Scandale sur les semences ?

jeudi 12.01.2012, 14:00
Pour Dominique Dupilet, la loi remet en cause le droit des paysans à utiliser librement leurs graines. Pour Dominique Dupilet, la loi remet en cause le droit des paysans à utiliser librement leurs graines.

Le 28 novembre, l'Assemblée nationale a adopté une loi sur les certificats d'obtention végétale. Dominique Dupilet, président (PS) du département, la dénonce : « Elle remet en cause le droit des agriculteurs à utiliser librement leurs semences de ferme », d'après lui.

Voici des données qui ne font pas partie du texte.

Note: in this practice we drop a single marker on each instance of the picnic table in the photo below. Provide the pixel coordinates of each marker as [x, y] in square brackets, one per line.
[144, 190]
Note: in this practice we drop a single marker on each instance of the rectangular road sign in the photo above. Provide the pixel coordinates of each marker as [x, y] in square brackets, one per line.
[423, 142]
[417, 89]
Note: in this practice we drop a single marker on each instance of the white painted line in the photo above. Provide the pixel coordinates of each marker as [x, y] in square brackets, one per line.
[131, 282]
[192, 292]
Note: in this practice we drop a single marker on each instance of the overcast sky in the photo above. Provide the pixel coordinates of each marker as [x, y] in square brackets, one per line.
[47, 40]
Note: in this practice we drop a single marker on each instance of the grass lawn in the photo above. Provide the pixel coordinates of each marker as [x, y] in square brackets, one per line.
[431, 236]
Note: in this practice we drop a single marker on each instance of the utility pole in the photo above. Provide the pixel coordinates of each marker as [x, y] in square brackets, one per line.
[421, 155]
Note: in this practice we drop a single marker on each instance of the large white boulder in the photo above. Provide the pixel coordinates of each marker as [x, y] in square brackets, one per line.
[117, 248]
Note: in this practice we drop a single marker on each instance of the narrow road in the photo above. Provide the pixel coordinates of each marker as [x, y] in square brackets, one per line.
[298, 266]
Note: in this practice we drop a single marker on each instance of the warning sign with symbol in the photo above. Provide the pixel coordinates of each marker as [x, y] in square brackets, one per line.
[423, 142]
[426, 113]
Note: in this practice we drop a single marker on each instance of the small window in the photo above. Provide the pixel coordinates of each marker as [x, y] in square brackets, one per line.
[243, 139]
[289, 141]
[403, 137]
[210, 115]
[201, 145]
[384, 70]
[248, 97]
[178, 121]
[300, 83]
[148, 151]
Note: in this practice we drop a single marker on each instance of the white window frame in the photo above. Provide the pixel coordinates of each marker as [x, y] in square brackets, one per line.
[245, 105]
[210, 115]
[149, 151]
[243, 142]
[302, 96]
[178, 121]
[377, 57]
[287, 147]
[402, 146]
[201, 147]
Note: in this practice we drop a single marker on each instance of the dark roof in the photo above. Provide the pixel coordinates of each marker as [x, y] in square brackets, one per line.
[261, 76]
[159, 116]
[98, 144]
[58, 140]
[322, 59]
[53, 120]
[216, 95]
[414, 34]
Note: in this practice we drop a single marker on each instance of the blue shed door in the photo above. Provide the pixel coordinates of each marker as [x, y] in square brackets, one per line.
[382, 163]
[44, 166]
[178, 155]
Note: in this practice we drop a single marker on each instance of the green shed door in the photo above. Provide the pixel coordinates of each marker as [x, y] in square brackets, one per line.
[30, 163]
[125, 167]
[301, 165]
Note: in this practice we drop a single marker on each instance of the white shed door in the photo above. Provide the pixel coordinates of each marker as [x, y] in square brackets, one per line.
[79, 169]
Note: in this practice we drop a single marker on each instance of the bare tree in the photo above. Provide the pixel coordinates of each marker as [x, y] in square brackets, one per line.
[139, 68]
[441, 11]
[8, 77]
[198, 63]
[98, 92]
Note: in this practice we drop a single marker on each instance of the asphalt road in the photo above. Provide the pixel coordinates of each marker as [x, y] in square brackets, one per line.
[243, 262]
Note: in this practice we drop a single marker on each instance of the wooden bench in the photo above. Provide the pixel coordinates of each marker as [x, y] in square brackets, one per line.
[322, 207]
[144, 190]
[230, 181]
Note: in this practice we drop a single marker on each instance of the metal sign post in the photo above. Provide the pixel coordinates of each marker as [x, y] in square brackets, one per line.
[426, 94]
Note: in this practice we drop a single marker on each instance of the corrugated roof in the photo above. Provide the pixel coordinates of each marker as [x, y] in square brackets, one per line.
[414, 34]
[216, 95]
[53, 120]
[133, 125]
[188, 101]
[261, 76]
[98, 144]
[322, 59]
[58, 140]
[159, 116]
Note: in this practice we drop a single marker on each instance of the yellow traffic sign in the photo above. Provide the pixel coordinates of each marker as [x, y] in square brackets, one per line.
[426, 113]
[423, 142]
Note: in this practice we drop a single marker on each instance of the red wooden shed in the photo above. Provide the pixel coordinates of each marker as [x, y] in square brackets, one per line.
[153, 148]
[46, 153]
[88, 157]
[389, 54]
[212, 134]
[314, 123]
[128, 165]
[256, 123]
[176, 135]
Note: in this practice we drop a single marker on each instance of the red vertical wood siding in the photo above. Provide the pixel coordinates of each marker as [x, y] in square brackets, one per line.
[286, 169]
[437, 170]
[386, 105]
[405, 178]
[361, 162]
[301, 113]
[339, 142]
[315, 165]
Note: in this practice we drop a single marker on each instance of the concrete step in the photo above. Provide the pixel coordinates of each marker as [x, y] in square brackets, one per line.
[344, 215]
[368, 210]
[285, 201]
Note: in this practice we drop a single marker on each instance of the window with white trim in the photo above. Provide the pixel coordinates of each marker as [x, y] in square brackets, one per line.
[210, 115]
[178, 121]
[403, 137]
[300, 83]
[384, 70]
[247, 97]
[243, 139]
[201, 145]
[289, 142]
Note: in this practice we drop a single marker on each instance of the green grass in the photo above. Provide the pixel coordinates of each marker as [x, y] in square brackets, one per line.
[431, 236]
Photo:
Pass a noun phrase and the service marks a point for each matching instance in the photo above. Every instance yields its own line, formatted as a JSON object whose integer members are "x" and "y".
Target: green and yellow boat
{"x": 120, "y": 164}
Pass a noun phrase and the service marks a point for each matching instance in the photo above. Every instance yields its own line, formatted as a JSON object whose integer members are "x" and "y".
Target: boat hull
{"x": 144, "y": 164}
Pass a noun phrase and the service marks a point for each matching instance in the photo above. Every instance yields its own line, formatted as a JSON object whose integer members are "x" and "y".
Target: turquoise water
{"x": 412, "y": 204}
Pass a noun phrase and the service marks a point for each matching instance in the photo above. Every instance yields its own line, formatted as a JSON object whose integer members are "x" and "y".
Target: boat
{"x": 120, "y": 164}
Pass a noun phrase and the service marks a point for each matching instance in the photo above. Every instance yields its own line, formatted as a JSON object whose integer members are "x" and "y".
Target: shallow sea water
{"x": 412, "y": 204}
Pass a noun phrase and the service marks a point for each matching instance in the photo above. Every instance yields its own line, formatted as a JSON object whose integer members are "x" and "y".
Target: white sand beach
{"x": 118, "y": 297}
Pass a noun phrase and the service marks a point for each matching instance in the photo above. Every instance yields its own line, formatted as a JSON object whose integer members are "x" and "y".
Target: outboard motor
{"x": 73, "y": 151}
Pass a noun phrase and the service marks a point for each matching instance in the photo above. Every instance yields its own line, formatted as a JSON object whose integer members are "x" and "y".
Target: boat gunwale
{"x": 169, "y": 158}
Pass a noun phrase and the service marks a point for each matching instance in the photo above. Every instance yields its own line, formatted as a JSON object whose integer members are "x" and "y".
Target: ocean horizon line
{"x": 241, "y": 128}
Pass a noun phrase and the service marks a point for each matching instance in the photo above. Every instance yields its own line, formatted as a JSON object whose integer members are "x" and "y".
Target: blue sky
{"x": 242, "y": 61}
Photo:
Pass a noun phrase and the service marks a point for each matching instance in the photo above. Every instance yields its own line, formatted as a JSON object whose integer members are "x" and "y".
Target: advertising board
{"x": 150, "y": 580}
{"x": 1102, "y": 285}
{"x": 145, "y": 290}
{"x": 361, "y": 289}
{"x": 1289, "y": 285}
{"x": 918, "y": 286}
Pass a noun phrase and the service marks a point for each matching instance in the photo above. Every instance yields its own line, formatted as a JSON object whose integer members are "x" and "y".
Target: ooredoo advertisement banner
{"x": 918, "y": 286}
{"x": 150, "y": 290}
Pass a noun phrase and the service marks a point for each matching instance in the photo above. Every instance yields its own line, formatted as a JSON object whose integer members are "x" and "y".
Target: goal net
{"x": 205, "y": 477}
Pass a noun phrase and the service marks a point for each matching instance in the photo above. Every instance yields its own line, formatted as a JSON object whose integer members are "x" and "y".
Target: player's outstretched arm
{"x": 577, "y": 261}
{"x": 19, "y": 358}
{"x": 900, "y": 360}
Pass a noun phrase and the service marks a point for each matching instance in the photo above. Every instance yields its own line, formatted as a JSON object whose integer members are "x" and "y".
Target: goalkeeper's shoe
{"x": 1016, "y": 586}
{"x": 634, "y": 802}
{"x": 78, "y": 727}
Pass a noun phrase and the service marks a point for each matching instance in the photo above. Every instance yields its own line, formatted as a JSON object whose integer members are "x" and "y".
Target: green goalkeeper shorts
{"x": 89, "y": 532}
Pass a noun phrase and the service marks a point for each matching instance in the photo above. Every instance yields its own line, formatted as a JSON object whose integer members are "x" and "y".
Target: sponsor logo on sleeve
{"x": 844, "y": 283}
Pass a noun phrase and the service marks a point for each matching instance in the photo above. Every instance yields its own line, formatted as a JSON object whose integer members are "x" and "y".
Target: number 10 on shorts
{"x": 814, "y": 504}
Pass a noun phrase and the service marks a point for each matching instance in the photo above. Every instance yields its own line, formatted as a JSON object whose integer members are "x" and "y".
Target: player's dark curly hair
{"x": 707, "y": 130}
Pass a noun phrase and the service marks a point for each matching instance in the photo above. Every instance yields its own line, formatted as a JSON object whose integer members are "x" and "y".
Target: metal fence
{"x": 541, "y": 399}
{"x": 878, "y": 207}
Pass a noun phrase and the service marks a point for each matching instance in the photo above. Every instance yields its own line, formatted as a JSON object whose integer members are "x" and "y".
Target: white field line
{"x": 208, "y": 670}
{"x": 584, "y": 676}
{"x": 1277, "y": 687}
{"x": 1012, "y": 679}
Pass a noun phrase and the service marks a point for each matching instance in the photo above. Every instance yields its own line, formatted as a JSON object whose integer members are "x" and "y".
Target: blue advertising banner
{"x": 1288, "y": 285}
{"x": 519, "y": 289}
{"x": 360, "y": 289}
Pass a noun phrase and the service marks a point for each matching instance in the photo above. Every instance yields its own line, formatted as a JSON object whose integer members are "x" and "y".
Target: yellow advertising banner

Pour André Flajolet, député (UMP) de Béthune, cette loi était au contraire nécessaire.
Depuis, plusieurs exploitants agricoles ont fait part de leur inquiétude à Dominique Dupilet à propos d'une loi « scandaleuse » adoptée par l'Assemblée nationale malgré l'opposition des députés socialistes.
Pour le président du conseil général, cette décision protège les intérêts des semenciers contre ceux des agriculteurs. Elle porte atteinte au droit des paysans à maîtriser leurs productions en leur imposant de verser aux industries semencières une dîme sur les fruits des récoltes.
Dans un contexte de crise, cette loi de contrainte à payer le droit d'ensemencer ses propres récoltes risque d'étrangler encore plus certaines catégories d'agriculteurs.

Mainmise totale
Si cette mesure était appliquée, les semenciers auraient à terme la mainmise totale sur la production des semences, mettant par là même tous les agriculteurs sous leur dépendance. Au-delà de la dépendance des agriculteurs vis-à-vis des grandes industries semencière, c'est même la diversité génétique qui est ici menacée, affirme Dominique Dupilet.
De l'avis d'André Flajolet, cette analyse est « au mieux une erreur, au pire un simple coup politicien ». Le maire de Saint-Venant estime que cette loi dit simplement que désormais, comme pour le blé tendre depuis vingt ans, l'activité de producteur de semence sera protégée car elle participe de l'amélioration qualitative des produits, quantitative des résultats ou productivité, garantit la poursuite des efforts de recherche par les semenciers.
Pour le député de la majorité, la loi donne donc un statut légal aux semences de ferme et assure la rémunération du travail de ceux qui participent à l'amélioration des produits utilisés pour la production.
La loi précise que chaque agriculteur peut participer à cette activité de recherche comme semencier. Il ne s'agit absolument pas de dépendance vis-à-vis des groupes comme Monsanto, producteurs d'hybrides, mais simplement d'une juste rémunération de ceux qui font le métier de semencier, métier inventé il y a deux siècles pour améliorer les rendements, estime André Flajolet pour qui cette loi de respect de la propriété industrielle était devenue une nécessité au regard des textes européens.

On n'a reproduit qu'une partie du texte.